Colorado tourism officials try to douse doubt

This is an archived article and the information in the article may be outdated. Please look at the time stamp on the story to see when it was last updated.

DENVER -- During the summer of 2002, Colorado state officials were dealing with the 138,000-acre Hayman Fire while trying to let potential tourists know the state was still open for business.

But just when visitors were set to come to Colorful Colorado, then-Governor Bill Owens made his infamous comment, “It looks as if all of Colorado is burning today.”

That comment all but short-circuited the state’s summer vacation season. This time around, the travel and tourism folks want potential visitors to know less than one-percent of public lands are impacted by wildland fires.
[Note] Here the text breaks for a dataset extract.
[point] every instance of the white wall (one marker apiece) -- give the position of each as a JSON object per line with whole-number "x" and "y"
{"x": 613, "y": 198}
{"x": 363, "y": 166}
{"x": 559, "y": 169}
“We just hope people can see there are 26 ski areas and resorts, most of which are open during the summer, along with breathtaking scenic landscapes with hot springs and the headwaters of seven major rivers are unaffected as well,” said Kathy Green, with the State Economic Development Department. “The state has 10 national parks and monuments, and 58 mountain peaks that top 14-thousand feet.”

When Owens uttered his comments, Colorado had 24 million visitors which spent about $7 billion annually. Denver had 10 million visitors who spent about $2.3 billion.

In 2011, Colorado welcomed 58 million visitors who spent $10.7 billion. Denver checked in 13 million overnight visitors who dropped $3.3 billion.

Numbers that reflect how important tourism is to Colorado and why tourism leaders want the public to know Colorado is not burning from border to border.

“We are here so I can become a cadet at the Air Force Academy,” said Blake McCown, in from Denton, Texas. “The friends my family was going to stay with saw their house burn down last night, so we have been living in hotel rooms for the last few days.”

Another family from Philadelphia put off their trip to Garden of the Gods after the Waldo Canyon Fire forced the closure of the popular tourist spot.  Instead, we caught up with Billy Samu at the Denver Zoo.

“We just heard fire, fire, fire back east…we didn’t know if we should come or not,” said Samu. “Taking a chance we just thought we should come and we are glad we did.”

Visit Denver also notes that while the Front Range along the I-25 corridor is affected by the fires, most of the resorts along I-70 are not.